There is no automatic lump sum in this section —
if you want one, you exchange some annual pension at a rate of
£12 of lump sum per £1 of annual pension given up.
Normal Pension Age: 65
(but it can be earlier)
The 2015 Scheme
From 1 April 2015 — and certainly from 1 April 2022, once the McCloud rollback was complete.
All active accrual is in the 2015 Scheme.
This is a Career Average Revalued Earnings (CARE) scheme.
For each year you work:
That year's pension =
that year's pensionable earnings
÷ 54
Each year’s slice is revalued by CPI (Consumer Prices Index) plus 1.5% while you remain an active member,
applied through the Treasury Order revaluation process.
Normal Pension Age:
linked to your State Pension Age
(but it can be earlier in some cases)
A separate note for GP and dental Practitioners
Contractual Practitioner status — GP partner, Locum GPs, General Dental Practitioner — affects two things specifically:
1) how your legacy section benefits are calculated, and
2) which organisation administers your pension.
It does not change how your 2015 Scheme pension rights are calculated. Everyone is treated the same.
Legacy section benefits (1995 and 2008)
Practitioner benefits in the 1995 and 2008 Sections were never calculated on a final-salary basis. Instead, each year of NHS pensionable earnings was recorded and revalued ("dynamised") at 1.5% above the annual Pensions Increase amount, building a career-earnings figure for each section.

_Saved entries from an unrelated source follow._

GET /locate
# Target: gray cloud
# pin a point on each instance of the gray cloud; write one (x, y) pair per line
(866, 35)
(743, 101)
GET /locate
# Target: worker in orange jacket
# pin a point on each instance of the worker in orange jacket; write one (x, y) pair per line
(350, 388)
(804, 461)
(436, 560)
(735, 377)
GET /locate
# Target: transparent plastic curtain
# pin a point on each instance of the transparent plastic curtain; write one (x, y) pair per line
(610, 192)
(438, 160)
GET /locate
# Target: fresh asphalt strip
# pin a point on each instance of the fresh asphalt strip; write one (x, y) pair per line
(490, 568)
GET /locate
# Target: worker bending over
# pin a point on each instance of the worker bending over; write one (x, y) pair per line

Active dynamisation ceased on 31 March 2022, when the legacy schemes closed to future accrual. The resulting dynamised earnings figure is now held as a Flexibility Value Earnings Credit (FVEC) for each legacy section. From that point on, the FVEC is uprated by Pensions Increase only.

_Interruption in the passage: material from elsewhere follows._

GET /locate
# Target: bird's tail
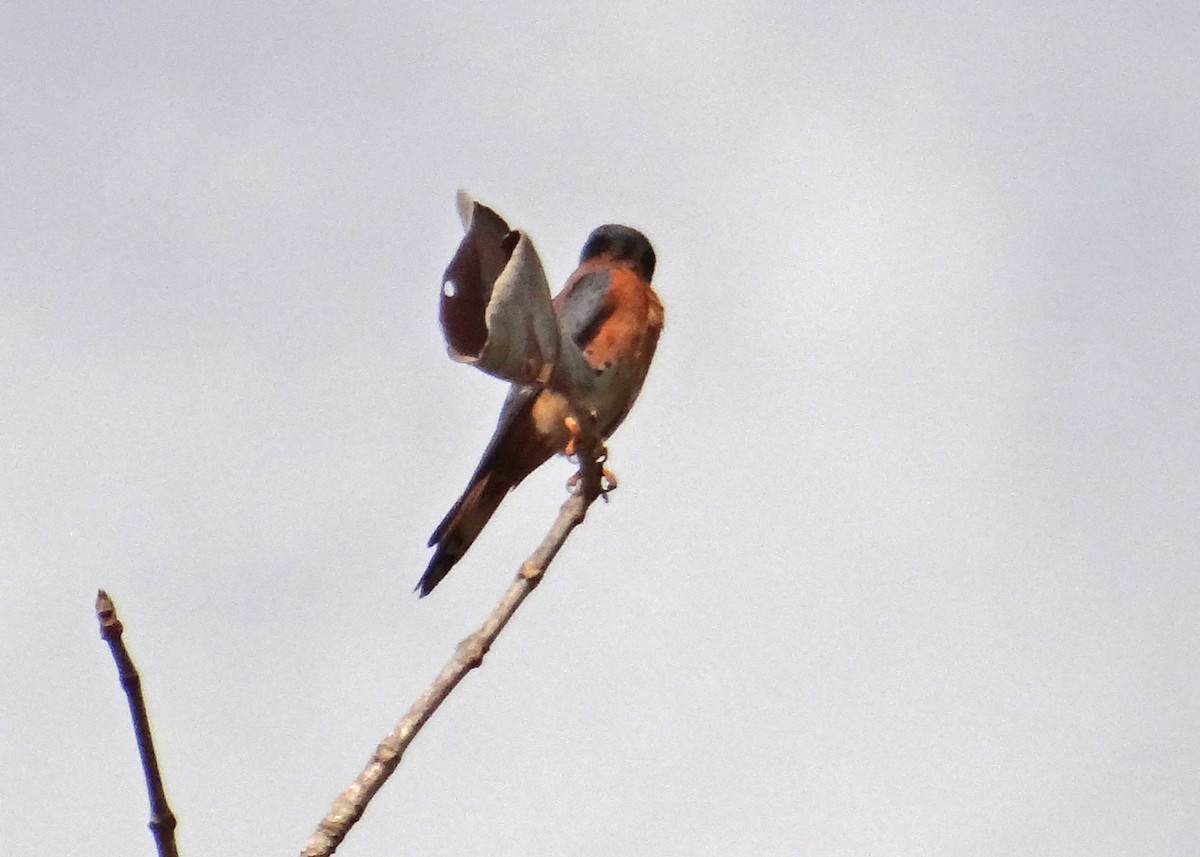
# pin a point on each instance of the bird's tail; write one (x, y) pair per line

2015 Scheme benefits — the same for everyone
In the 2015 Scheme, the Officer / Practitioner distinction no longer drives benefit calculation. Every member — whether contractually an Officer or a Practitioner — accrues at 1/54 of that year's pensionable earnings, revalued by CPI + 1.5% while active and CPI alone once deferred. The 2015 Scheme is a single CARE arrangement that treats every member identically for benefit purposes.
Note: If you leave and become deferred, active revaluation stops and the pension is
instead increased under the Pensions Increase rules.